En Birmingham, la situación ya no se mide solo en términos deportivos. También es una cuestión de planificación y de cuentas. «Es un jugador al que podrían mover porque cobra mucho dinero y pueden intentar sacar algo por él», admite Morrison. El club se enfrenta a una encrucijada: seguir apostando por un delantero que no ha respondido o liberar salario para rearmar la plantilla.
La otra opción está clara: «O se quedan con él y le dicen: “esta temporada puede ser la tuya y no tenemos que gastar dinero porque debería estar marcando goles en el Championship”».
Entre el pasado en Celtic y el futuro en St Andrew’s
El gran interrogante es hasta qué punto lo hecho en Escocia sirve como garantía en Inglaterra. «Marcó goles en la Scottish Premiership, así que es complicado», reconoce Morrison, atrapado entre los datos del pasado y la realidad reciente.
Su deseo personal es claro: «Espero que se quede y que la próxima temporada sea la suya». Pero inmediatamente aterriza el discurso: «Nunca se sabe en Birmingham City porque tienen dinero, pueden traer jugadores y mover jugadores». El club tiene músculo económico y no dudará en usarlo si considera que el experimento ha fracasado.

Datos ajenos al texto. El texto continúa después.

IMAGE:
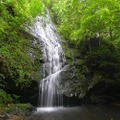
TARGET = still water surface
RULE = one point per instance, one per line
(78, 113)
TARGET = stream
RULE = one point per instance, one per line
(89, 112)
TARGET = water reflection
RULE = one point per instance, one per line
(78, 113)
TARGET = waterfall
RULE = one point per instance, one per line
(54, 61)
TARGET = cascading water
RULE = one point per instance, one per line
(54, 61)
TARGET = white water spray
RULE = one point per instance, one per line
(54, 61)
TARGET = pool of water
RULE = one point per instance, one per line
(78, 113)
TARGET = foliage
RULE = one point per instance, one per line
(78, 19)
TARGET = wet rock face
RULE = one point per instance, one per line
(70, 82)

Un “golpe maestro” que se torció
El análisis no llega solo desde dentro del club. Don Goodman, exjugador de la EFL y ahora analista, ha seguido de cerca a Kyogo y también ve el fichaje como una oportunidad perdida.
La caída, para él, se explica desde el punto de penalti hacia dentro: «Empezó fallando ocasiones clarísimas en esos primeros seis, ocho partidos y se podía ver, poco a poco, cómo la confianza se le escapaba». El relato coincide: las opciones estaban ahí, el remate no.

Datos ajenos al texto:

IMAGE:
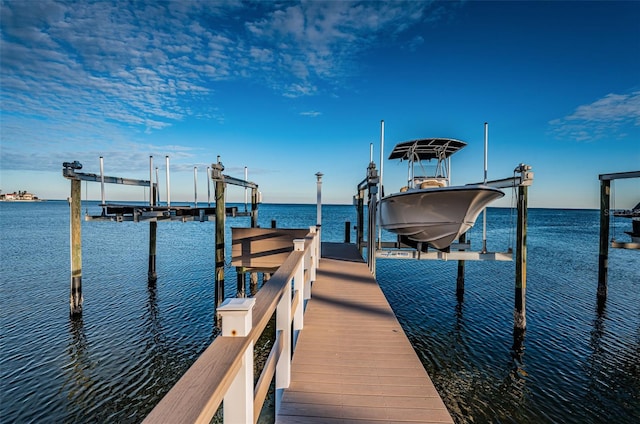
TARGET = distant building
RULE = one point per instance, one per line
(17, 196)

Goodman no discute las virtudes del japonés sin balón: «Me gusta su movimiento. Es enérgico, es rápido». La base del delantero que brilló en Celtic sigue presente. El problema está en el área, en la zona donde se decide todo. «Pero no parecía que pudiera acertar ni a un granero, siendo sincero, después de un inicio complicado», sentencia.

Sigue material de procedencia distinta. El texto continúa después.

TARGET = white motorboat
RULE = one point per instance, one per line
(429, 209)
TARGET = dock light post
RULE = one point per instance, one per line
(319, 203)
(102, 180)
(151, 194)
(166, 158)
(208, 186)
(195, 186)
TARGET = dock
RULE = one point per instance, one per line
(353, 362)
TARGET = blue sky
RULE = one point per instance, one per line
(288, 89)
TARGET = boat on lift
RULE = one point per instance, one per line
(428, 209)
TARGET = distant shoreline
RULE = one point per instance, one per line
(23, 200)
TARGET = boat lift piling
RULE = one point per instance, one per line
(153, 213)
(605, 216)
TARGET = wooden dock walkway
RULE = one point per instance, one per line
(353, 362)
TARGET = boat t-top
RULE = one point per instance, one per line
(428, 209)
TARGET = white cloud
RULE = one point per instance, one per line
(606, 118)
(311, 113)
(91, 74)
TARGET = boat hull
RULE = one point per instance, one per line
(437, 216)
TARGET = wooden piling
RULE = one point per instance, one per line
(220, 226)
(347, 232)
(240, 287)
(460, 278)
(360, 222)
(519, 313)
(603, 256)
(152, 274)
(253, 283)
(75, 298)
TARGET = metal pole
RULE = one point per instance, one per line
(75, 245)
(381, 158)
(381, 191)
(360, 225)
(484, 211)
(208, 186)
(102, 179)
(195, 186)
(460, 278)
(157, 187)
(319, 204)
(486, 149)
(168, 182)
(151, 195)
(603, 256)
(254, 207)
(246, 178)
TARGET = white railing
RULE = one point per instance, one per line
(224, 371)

Desde el prisma económico, el veredicto es duro: «En términos de relación calidad-precio, ha salido horriblemente mal en lo que respecta a ese traspaso». Fichado como pieza clave, Kyogo ha terminado siendo un problema por resolver.
¿Segunda oportunidad o punto final?
Birmingham City encara un verano decisivo con un caso claro sobre la mesa. Tiene a un delantero de 31 años, con un salario elevado, un pasado goleador contrastado y una temporada reciente que ha dejado más dudas que certezas.
El club debe decidir si ve en Kyogo a un goleador que solo necesita un reinicio mental y físico, tras la operación de hombro, o si asume que el matrimonio no funciona y busca una salida mientras aún puede recuperar parte de la inversión.
En St Andrew’s saben que el tiempo en el Championship es implacable. O el japonés vuelve a parecerse al hombre que arrasó con la camiseta de Celtic, o su historia en Birmingham puede quedar reducida a un recordatorio incómodo de lo caro que puede salir un fichaje que nunca encuentra el gol.